What seemed to be a case of mistaken identity turned out to be the first pregnant mummy ever found in Egypt. Because current technology is advanced enough to see beyond the wrappings, the mummy of this woman, whose name remains unknown, never needed to be unwrapped. She had been born into the elite class of Thebes (which is probably why she could afford a decent mummification and was found among the royal tombs), and radiology revealed she had been sent off to the afterlife with many magical amulets. She was between the ages of 20 and 30 and around 26 to 30 weeks pregnant. Though she was embalmed, the fetus had been left inside her untouched, but why?
Ancient Egyptians viewed naming as a person’s very essence. The souls of the dead could only enter the afterlife if they were named. Unnamed souls would be forever lost and earthbound, wandering in the ether. The only way to ensure passage for the unnamed was attachment to someone who was named. This is why it is believed that the fetus was neither removed nor mummified because so long as it remained in the mother, even after death, it was seen as a part of the mother’s body. It had no name because it had not yet seen anything outside the womb. Embalmers left it in the mother so it would pass to the next world as a part of her.

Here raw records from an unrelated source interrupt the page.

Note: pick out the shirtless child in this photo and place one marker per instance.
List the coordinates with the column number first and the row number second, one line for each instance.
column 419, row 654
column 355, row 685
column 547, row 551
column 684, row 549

However, if the fetus was left inside the mother because of its lack of personhood through the eyes of the ancient Egyptians, then what can explain the two mummified fetuses that would have been the daughters of King Tutankhamun if they had actually been born? Tutankhamun’s queen, Ankhesenamun, miscarried at least twice (whether she had more miscarriages earlier on in pregnancy is impossible to know). Some Egyptologists blame inbreeding. Though the miscarried fetuses had not survived, they had still left the body of the mother. They were no longer part of her body. This possibly explains the reason they were mummified. Though the fetuses were not individually named, gold bands on both coffins were inscribed with "The Osiris".
Whether this was really the reason that this mummy’s fetus was left inside her and the miscarried fetuses of Tutankhamun and Ankhesenamun were not is still hypothetical. Though the cause of death is also unknown, it was no secret that the mortality rate was high for pregnant women in Ancient Egypt, who prayed to Tawaret, goddess of fertility and childbirth. Many also died giving birth. Because she was embalmed with so much care, traces of blood were preserved in some of her soft tissues, and examining those could at least prove or rule out pathogens or other toxins.
“[The pregnant mummy] opens up new possibilities of researching pregnancy in ancient times and practices related to maternity,” the scientists said. “A critical approach of interpretation of Egyptian mummies is [also] necessary, since many of them do not match their coffins.”